Compactness implies closedness and boundedness? I know this is true for a metric space. But how about a topological vector space? Is there a reference explicitly stating this result?
 A: In a topological vector space $\mathbf{X}$, every compact set $K$ is bounded in the sense that for every open neighbourhood $V$ of $0$ there exists a $t \in \mathbb{R}$ with $K \subseteq tV$.
To see this, we first observe that for any $x \in \mathbf{X}$ and any open neighbourhood $V$ of $0$ there exists some $\varepsilon > 0$ such that $\varepsilon' x \in V$ for all $0 \leq \varepsilon' < \varepsilon$. It follows that if $V$ is an open neighbourhood of $0$, then $\mathbf{X} = \bigcup_{n \in \mathbb{N}} nV$, which yields the desired claim.

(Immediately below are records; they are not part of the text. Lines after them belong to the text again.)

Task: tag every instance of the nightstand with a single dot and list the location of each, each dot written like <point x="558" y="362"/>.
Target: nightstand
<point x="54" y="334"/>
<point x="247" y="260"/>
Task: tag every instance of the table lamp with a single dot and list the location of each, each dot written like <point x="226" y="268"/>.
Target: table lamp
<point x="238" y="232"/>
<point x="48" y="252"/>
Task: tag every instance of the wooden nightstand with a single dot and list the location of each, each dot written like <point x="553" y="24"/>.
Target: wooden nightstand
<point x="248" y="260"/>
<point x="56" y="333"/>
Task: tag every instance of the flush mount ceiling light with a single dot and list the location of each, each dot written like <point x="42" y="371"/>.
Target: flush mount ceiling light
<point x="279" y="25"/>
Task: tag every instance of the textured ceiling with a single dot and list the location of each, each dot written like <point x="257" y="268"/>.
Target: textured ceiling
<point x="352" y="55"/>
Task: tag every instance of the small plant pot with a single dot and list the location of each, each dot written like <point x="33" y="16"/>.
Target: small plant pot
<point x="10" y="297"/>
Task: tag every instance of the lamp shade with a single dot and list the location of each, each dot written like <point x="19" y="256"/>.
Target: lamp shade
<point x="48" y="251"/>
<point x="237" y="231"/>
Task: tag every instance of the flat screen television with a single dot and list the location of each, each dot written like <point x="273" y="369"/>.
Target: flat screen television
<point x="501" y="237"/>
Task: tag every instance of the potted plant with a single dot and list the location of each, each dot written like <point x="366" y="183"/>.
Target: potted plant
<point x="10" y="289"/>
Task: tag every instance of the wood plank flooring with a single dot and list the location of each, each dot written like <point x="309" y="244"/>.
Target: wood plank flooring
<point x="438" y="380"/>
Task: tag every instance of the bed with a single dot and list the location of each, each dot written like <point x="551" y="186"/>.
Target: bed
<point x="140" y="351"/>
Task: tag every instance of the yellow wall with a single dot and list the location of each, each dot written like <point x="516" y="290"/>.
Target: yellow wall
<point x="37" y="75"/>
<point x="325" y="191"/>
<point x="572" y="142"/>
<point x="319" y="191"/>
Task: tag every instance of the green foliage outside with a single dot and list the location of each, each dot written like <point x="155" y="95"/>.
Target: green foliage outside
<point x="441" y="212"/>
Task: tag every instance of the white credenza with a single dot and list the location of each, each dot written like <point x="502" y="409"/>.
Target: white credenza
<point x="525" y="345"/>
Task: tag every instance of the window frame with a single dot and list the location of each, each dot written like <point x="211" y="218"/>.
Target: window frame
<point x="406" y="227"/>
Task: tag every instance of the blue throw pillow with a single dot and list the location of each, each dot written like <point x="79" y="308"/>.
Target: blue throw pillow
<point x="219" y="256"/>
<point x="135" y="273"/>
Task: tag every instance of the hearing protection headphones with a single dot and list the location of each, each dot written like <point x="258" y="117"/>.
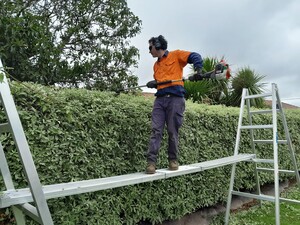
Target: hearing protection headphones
<point x="157" y="43"/>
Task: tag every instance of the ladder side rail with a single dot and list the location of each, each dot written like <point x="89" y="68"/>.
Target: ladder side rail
<point x="258" y="191"/>
<point x="275" y="152"/>
<point x="5" y="170"/>
<point x="236" y="150"/>
<point x="8" y="182"/>
<point x="24" y="152"/>
<point x="288" y="138"/>
<point x="6" y="175"/>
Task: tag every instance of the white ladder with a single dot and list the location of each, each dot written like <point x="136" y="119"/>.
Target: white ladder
<point x="276" y="108"/>
<point x="40" y="212"/>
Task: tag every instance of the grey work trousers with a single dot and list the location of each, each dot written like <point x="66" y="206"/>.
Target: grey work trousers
<point x="166" y="110"/>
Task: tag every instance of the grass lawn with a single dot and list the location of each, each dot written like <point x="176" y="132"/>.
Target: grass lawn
<point x="265" y="215"/>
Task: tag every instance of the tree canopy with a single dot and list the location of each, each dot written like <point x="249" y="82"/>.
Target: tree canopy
<point x="71" y="42"/>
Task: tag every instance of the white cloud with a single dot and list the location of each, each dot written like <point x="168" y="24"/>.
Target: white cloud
<point x="261" y="34"/>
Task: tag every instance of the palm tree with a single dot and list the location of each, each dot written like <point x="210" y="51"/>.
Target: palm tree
<point x="246" y="78"/>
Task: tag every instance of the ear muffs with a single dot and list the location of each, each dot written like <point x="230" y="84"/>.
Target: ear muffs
<point x="157" y="44"/>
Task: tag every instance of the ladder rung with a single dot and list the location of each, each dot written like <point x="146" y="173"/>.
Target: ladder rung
<point x="30" y="211"/>
<point x="262" y="111"/>
<point x="263" y="160"/>
<point x="257" y="126"/>
<point x="258" y="96"/>
<point x="4" y="127"/>
<point x="269" y="141"/>
<point x="272" y="170"/>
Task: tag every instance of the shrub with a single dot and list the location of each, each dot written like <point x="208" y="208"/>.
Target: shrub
<point x="75" y="134"/>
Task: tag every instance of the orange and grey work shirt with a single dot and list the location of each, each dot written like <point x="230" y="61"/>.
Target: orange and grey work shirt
<point x="170" y="67"/>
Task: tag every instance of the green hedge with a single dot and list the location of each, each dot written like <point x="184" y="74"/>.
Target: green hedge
<point x="78" y="134"/>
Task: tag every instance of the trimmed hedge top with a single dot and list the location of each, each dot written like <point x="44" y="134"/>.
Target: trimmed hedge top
<point x="76" y="134"/>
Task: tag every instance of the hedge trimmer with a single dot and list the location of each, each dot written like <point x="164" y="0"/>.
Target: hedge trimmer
<point x="221" y="72"/>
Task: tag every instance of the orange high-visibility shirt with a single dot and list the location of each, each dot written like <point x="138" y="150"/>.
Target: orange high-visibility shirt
<point x="170" y="67"/>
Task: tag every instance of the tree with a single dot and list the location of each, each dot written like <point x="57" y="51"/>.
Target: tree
<point x="246" y="78"/>
<point x="70" y="42"/>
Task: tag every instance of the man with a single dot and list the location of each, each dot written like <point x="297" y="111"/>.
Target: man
<point x="169" y="104"/>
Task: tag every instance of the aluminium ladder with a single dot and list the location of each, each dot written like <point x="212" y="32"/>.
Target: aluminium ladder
<point x="276" y="108"/>
<point x="40" y="212"/>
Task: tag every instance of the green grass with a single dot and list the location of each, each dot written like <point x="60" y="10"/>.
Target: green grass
<point x="265" y="215"/>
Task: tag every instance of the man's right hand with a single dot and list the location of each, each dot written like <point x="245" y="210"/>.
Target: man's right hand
<point x="197" y="76"/>
<point x="152" y="84"/>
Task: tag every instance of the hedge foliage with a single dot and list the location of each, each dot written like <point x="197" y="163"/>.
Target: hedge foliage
<point x="76" y="134"/>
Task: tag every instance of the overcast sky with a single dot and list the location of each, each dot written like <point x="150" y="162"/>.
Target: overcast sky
<point x="261" y="34"/>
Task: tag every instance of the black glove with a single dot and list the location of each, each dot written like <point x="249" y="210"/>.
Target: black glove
<point x="197" y="76"/>
<point x="152" y="84"/>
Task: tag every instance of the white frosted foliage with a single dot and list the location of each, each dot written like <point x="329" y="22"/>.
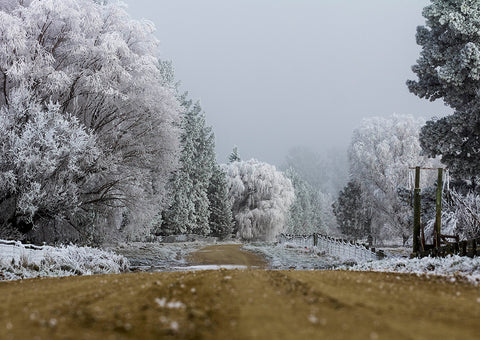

In a topological vector space $\mathbf{X}$, being compact implies being closed iff $\mathbf{X}$ is Hausdorff - which some people include in being a topological vector space, and others don't. That Hausdorff suffices is true for topological spaces in general. Conversely, a topological vector space that fails to be Hausdorff also fails to be $T_1$, so there exists some $x \in \mathbf{X}$ such that $\{x\}$ is not closed. But any singleton is trivially compact.